Intrigued by cycles of nature, Milly draws much of her inspiration from the natural world. Her fascination with rain, fire, birth and growth are explored in her experimental work rather than in her functional tableware, but “you can see them shining through in certain elements of my work”. She also takes photographs of the ocean, referencing its colour palette and vastness in her work.
Milly uses photography to capture every-day shapes and textures that she finds interesting. She always makes time to look through them, sketch out new ideas and experiment. From this process, she prototypes shapes and plays with her concept until she finds something she is happy with and begins creating a mould for the piece.
Each piece takes around ten days from concept to completion. The mould is poured, then removed the following day and burnished. It is then left to dry, bisque fired, sanded, glazed, and fired again! Milly says that the process of making ceramics has definitely taught her patience.
The shift from creative hobby to full-time job can be a big leap but Milly says that, for her, the shift was more gradual. “I was super lucky in that I never had to make that ‘big leap’. I was making things for myself and people became interested and started to buy my stuff, so I was making more and more until it just happened to become my full-time work.”
While she may have been able to ease into a creative profession, Milly has still had her fair share of big changes to handle. “Investing in a kiln and setting up studio was a big move and one which scared me,” she says. “However, I was able to do it with a friend, which took off a lot of pressure and the excitement kicked in and drove the whole thing.”
The best parts of being a full-time creative, in Milly’s opinion, are being able to swim in the ocean during her lunch breaks, to do what she loves every day and receive positive feedback from her work. There’s almost no downside, apparently, but some bits are harder than others – namely, answering emails and doing admin tasks when she’d rather be creating!

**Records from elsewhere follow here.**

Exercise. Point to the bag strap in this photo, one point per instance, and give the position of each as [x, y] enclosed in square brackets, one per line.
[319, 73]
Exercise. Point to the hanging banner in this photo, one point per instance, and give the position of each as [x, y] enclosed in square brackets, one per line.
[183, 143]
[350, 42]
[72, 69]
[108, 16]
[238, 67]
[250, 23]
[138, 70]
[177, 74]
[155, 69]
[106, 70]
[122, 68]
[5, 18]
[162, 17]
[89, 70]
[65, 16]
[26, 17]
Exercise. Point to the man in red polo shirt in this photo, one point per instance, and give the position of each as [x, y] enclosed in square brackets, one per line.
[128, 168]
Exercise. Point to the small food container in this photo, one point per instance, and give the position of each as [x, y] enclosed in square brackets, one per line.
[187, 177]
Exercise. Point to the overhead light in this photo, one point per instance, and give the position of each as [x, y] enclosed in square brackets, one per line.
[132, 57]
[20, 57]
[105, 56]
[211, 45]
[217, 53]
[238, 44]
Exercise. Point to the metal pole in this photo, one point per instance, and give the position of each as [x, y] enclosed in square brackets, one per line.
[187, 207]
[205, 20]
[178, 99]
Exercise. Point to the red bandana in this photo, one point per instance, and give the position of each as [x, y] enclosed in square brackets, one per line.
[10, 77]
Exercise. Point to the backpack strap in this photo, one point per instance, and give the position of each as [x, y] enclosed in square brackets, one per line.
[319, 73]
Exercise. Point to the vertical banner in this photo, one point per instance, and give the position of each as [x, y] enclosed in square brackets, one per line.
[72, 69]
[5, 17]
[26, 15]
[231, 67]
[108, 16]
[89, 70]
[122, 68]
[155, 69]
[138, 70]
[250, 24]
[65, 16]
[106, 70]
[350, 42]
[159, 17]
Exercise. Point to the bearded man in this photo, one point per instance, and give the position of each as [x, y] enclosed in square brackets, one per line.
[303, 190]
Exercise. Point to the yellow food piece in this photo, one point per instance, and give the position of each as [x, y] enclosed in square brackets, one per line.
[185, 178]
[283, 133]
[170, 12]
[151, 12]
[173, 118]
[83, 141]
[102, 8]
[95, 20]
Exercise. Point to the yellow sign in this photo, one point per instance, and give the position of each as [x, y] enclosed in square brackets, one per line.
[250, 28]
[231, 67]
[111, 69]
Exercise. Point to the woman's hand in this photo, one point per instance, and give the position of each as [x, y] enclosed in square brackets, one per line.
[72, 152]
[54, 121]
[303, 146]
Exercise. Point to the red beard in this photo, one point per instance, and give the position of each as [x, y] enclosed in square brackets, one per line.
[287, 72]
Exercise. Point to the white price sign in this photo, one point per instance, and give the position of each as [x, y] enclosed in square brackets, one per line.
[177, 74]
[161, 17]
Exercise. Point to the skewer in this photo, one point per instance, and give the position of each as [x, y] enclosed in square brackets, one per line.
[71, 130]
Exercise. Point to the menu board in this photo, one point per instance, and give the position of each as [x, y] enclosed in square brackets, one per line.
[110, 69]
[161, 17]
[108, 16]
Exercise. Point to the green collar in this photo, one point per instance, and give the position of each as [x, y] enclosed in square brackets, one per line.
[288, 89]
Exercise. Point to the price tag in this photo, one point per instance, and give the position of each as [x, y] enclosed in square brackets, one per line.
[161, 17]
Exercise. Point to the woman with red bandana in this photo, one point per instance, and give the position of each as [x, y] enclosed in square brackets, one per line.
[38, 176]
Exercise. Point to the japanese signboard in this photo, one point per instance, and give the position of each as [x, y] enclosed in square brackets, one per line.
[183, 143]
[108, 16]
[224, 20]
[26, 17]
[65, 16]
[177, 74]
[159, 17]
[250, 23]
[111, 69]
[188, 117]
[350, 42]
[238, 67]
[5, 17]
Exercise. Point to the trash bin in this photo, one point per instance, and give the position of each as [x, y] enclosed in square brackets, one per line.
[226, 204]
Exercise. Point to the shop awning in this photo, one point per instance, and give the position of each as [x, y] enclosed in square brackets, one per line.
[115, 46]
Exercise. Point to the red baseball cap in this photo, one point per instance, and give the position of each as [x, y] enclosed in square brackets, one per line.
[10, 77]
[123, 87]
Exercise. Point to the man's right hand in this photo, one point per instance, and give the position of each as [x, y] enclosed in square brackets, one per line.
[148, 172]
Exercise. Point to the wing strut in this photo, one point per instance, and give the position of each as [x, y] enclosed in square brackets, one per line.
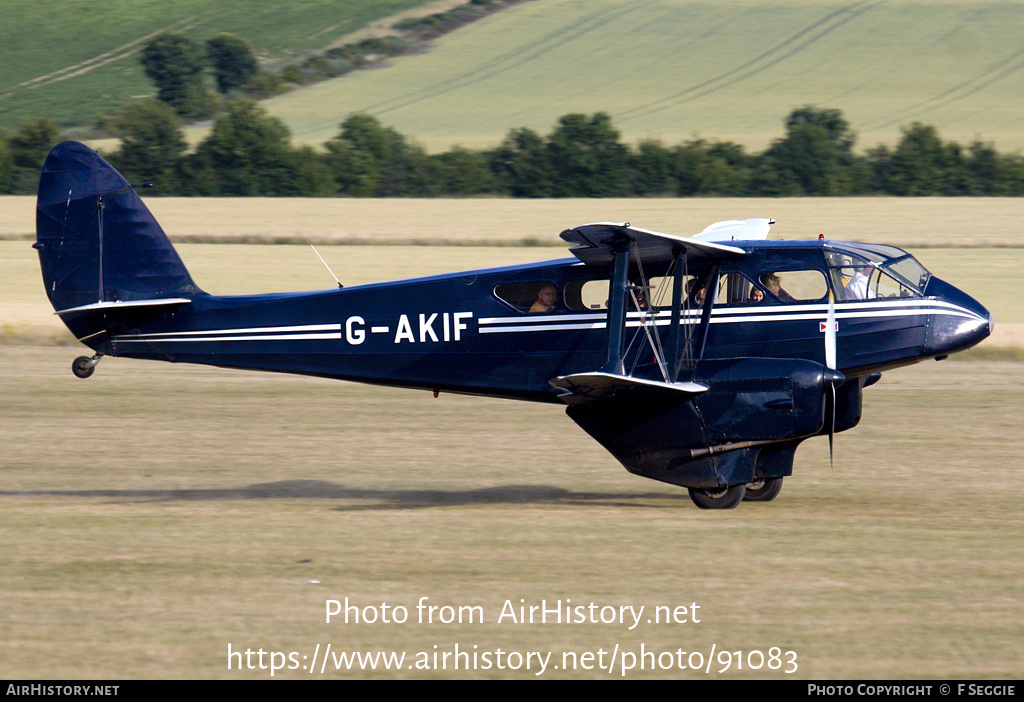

I asked Milly whether she had a favourite piece: “My favourite piece is the marbled gem cup; to look at, to hold and to make,” she said. “Its colouring is always truly unique, it’s both utilitarian and sculptural and it gives me the greatest challenge technically.”
Looking to the future, Milly is excited about prototyping and making some lighting pieces, as well as trying her hand at larger sculptural pieces for exhibition.